Eine der dienstältesten Metalbands Deutschland erfährt seit der Neugründung 2009 einen wahren Boom. Nun steht mit „The Rise Of Chaos“, ein neues Werk ins Haus. Hinzu kommt der Auftritt beim W.O.A., der sich in drei Parts gliedert und eine Band in unterschiedlichster Form zeigen wird. Der Promo-Tag in Hamburg, verbunden mit einer Barkassenfahrt durch den Hamburger Hafen, wurde begleitet von Regen und einem kurzen Zwischenstopp an der Elb-Philharmonie, die zugleich als künftige Wirkungsstätte eines Accept-Konzerts auserkohren wurde. Ob es allerdings jemals soweit kommt, ist fraglich, denn der einzigartige Konzertsaal ist bereits Jahre im Voraus ausgebucht. Im Mittelpunkt der anschließenden Interviews stand natürlich Album Nummer 15 in der seit 1979 andauernden Karriere der Solinger Stahlschmiede. Wolf Hoffmann stand dazu Rede und Antwort:

 

Metalglory: Accept zählt zu den dienstältesten Metalbands Deutschlands. Wie siehst du euren Status im internationalen Vergleich?

 

Wolf Hoffmann: Wir sind DIE älteste Metalband Deutschlands. Wenn man einmal genau darüber nachdenkt, wird man feststellen, dass es vor Accept keinen Metal in Deutschland gab. Wir sind eine Band, die die Szene zumindest in Deutschland mitgegründet haben. International haben wir sicherlich eine untergeordnete Rolle gespielt, haben aber viele Musiker beeinflusst. Alleine durch „Restless & Wild“ und „Fast As A Shark“ haben sich viele inspirieren lassen. Es kamen Jahre später Musiker auf mich zu, die sagten, dass sie meinetwegen angefangen haben Gitarre zu spielen. Viele Thrashbands berufen sich auf uns, was für uns natürlich eine große Ehre ist.

 

MG: Kommen wir mal zum neuen Album. Mit „Rise Of Chaos“ erscheint ja nun euer 15. Studioalbum und das 4. nach dem Neuanfang.
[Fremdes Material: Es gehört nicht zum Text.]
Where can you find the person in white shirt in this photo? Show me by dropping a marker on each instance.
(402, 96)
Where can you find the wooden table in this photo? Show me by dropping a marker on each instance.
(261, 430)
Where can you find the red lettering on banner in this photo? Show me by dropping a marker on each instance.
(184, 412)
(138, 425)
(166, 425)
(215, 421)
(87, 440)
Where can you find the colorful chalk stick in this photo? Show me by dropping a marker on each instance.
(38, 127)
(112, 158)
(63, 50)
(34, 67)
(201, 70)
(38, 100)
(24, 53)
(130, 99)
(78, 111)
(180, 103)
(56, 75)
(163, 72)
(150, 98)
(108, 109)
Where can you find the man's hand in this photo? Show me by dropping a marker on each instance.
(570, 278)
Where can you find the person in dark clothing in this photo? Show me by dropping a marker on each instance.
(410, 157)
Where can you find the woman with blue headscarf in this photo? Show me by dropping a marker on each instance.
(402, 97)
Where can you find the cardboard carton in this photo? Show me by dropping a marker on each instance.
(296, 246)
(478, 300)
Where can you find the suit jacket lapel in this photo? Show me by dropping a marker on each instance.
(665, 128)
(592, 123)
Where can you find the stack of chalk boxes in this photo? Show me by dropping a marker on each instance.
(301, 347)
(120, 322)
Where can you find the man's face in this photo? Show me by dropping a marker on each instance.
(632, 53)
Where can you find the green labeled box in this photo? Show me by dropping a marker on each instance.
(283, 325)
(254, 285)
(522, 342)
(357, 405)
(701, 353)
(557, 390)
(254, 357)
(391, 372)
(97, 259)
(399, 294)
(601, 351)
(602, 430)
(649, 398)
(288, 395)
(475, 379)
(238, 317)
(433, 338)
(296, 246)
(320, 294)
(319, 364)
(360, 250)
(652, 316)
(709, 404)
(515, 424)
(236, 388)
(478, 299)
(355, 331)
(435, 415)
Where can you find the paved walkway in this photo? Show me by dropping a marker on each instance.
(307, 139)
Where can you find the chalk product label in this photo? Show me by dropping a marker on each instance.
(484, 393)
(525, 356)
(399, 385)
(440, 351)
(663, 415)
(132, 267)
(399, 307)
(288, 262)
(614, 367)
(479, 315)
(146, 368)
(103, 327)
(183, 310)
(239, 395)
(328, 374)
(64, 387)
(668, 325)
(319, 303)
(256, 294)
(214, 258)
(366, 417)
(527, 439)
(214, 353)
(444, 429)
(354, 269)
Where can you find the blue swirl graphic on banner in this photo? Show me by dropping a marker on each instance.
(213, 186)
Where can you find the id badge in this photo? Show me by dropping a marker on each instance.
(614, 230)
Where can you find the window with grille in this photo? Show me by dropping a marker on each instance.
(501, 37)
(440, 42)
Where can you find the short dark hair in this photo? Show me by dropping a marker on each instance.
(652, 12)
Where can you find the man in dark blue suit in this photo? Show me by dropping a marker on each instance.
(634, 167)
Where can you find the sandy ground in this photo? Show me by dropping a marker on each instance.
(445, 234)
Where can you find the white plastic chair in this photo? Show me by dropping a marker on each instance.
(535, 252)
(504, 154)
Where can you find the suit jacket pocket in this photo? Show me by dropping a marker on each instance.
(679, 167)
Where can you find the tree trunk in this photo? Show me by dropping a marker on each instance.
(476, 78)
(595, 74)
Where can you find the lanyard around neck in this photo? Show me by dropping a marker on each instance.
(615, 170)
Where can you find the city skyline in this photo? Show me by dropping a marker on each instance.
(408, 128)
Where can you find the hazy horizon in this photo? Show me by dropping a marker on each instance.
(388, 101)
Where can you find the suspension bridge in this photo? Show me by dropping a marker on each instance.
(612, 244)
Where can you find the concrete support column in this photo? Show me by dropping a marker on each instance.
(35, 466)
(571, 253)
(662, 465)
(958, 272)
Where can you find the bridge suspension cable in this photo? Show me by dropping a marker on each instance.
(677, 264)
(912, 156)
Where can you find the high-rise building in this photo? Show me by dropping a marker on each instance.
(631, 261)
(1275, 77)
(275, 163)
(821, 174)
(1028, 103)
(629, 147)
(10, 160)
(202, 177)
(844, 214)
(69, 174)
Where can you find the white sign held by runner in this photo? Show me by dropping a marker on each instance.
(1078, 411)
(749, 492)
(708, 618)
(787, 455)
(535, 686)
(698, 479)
Erzähl uns doch mal ein wenig über das Konzept, den Albumtitel und was dahinter steckt.

 

Wolf: Eine richtig tiefgehende Message würde ich da gar nicht rein interpretieren. „Rise Of Chaos“ passt halt wunderbar in die heutige Zeit, was man ja unterschiedlich interpretieren kann. Man kann hinschauen, wo man will, ob das nun die Politik ist, die Kriege im Nahen Osten, unsere Umwelt oder die Flüchtlingskrise – überall herrscht eine Art von Chaos und ich finde schon, dass wir hier nahe am Abgrund wandeln. Deshalb fand ich den Titel absolut zeitgemäß. Auch wenn es letztlich nur ein Albumtitel ist, so haben wir schon immer versucht in unsere Texte etwas hineinzubringen, das die Menschen zum Nachdenken anregt und einen auch selbst beschäftigt. So findest du in „Koolaid“ zum Beispiel die Geschichte eines Massenselbstmords in Südamerika oder das historische Ereignis in „Stalingrad“ (vom gleichnamigen Album 2012). Es sind Dinge, die uns selbst beschäftigen und somit in unsere Texte einfließen.

 

MG: Ist Accept politischer geworden?

 

Wolf: Wir sind weder politisch noch religös. In erster Linie wollen wir unterhalten, wollen eine gute Zeit haben und unseren Fans bieten was sie verlangen. Aber wer sich dazu angeregt fühlt unsere Texte zu lesen, der soll auch einen Inhalt bekommen.

 

MG: Es ist das vierte Album, das ihr mit Andy Sneap produziert. Er scheint euren Stil derart präzise umzusetzen, wie das selten zuvor der Fall war. Wie tauscht ihr euch aus? Du und Peter produziert ja beide mit.

 

Wolf: Ja krass, oder? Das wäre für uns früher undenkbar gewesen. Wir sind natürlich heute noch mehr involviert als beim ersten Album, als wir unsicher waren wie wir überhaupt klingen sollen. Da war Andy natürlich sehr hilfreich. Wir hatten die unterschiedlichsten Songs geschrieben, wussten selber nicht genau in welche Richtung wir wollten. Wir hätten softer werden können, mehr Balladen oder wer weiß was. Der Markt lässt ja viel zu und wir hätten alles mögliche machen können. Aber das wäre natürlich dann nicht mehr Accept gewesen und da war Andy als alter Accept-Fan extrem hilfreich, indem er ganz klar sagte, was wir zu machen haben, was unsere Fans erwarten. Seitdem wissen wir selber auch ganz genau was wir wollen. Anderes brauchen wir erst gar nicht zu versuchen.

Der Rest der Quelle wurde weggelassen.